Wer weiterhin auf Kredite und Finanzhilfen der EZB setzt, riskiert eine noch größere Krise in der Zukunft.

Horst Seehofer, Bayerischer Ministerpräsident

Keine Vergemeinschaftung der Schulden

Zusätzlich erteilte der Ministerrat Rufen nach einer noch weiteren Dehnung der Regeln des Stabilitäts- und Wachstumspakts eine klare Absage. „Die Lösung für Probleme in der Gegenwart kann nicht sein, den kommenden Generationen immer noch mehr Schulden aufzubürden“, sagte Seehofer. Das sei sozial ungerecht und untergrabe „schleichend die Lebenschancen junger Menschen“. Seehofer brachte es auf den Punkt: Eine Vergemeinschaftung von Schulden machen wir nicht mit.“

Staatsregierung bedauert Brexit

Auch der anstehende Austritt Großbritanniens aus der Europäischen Union war Thema im Ministerrat. Staatskanzleiminister Marcel Huber betonte einmal mehr, dass Bayern den Austritt des Landes aus der EU bedauere. „Wir müssen die Entscheidung der Mehrheit in Großbritannien für den Brexit aber akzeptieren und gemeinsam für alle Bürgerinnen und Bürger in Europa die vernünftigste Lösung für diese Situation finden“, sagte der Minister weiter. Dazu sei es notwendig, jetzt konstruktive Gespräche zu beginnen mit dem Ziel, eine tragfähige Grundlage für die künftige Zusammenarbeit zwischen der EU und dem Vereinigten Königreich zu schaffen.

Bayern fordert „konstruktive Lösung“

„Wir wollen eine konstruktive Lösung für die Zukunft“, betonte Huber.
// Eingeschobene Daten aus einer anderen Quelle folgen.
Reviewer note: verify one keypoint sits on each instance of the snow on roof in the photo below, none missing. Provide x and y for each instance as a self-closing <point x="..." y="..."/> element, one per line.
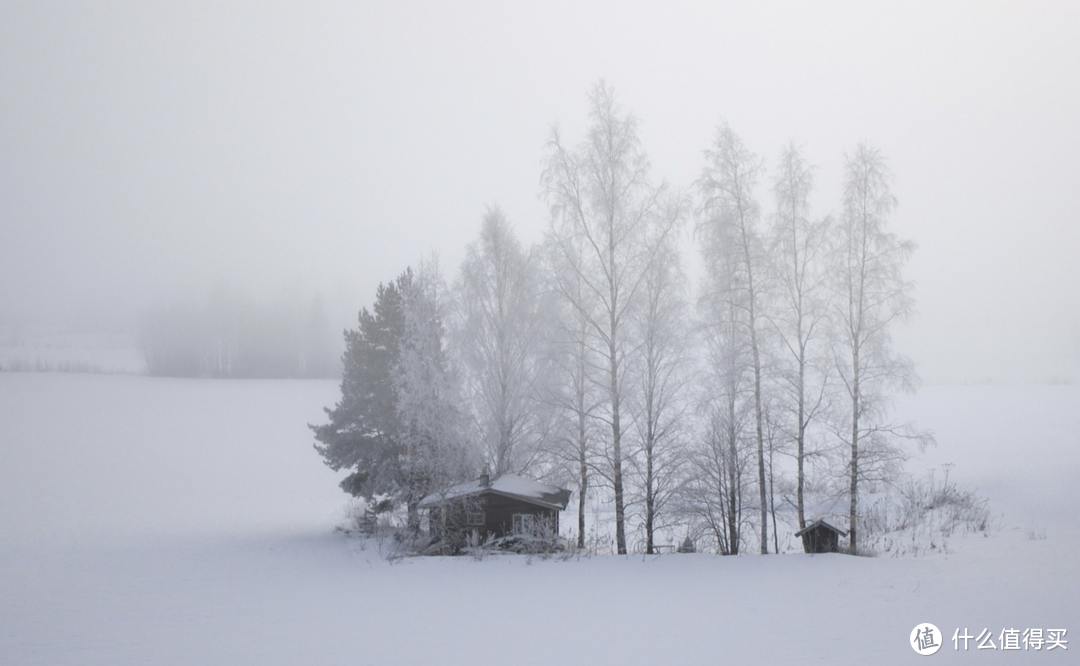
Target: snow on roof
<point x="508" y="485"/>
<point x="820" y="522"/>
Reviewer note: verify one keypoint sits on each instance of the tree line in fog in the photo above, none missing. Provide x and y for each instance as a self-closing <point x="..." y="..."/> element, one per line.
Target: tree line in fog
<point x="756" y="396"/>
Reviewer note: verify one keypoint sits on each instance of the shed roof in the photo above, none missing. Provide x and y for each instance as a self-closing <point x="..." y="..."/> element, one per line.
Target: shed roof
<point x="509" y="486"/>
<point x="818" y="524"/>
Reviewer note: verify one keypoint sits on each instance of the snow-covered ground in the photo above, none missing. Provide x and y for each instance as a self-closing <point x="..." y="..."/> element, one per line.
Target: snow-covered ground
<point x="189" y="521"/>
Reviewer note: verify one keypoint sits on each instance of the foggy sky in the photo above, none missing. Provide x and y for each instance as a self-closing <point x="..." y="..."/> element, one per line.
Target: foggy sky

Dieses Ziel müsse im Mittelpunkt der anstehenden Gespräche stehen, so der CSU-Politiker – nicht nur die schwierige Abwicklung der Mitgliedschaft. „Großbritannien ist wichtig als Absatzmarkt für unsere Produkte und auch als Partner für Sicherheit und Stabilität in Europa. Beide Seiten müssen jetzt aufeinander zugehen und ein neues Modell für den Handel und die politische Zusammenarbeit entwickeln“, sagte Huber. Ein Rückfall auf die Handelsregeln der WTO müsse unbedingt verhindert werden. Sollten sich beide Seiten nicht auf Nachfolgeabkommen zur EU-Mitgliedschaft einigen, wäre dies allerdings die logische Konsequenz.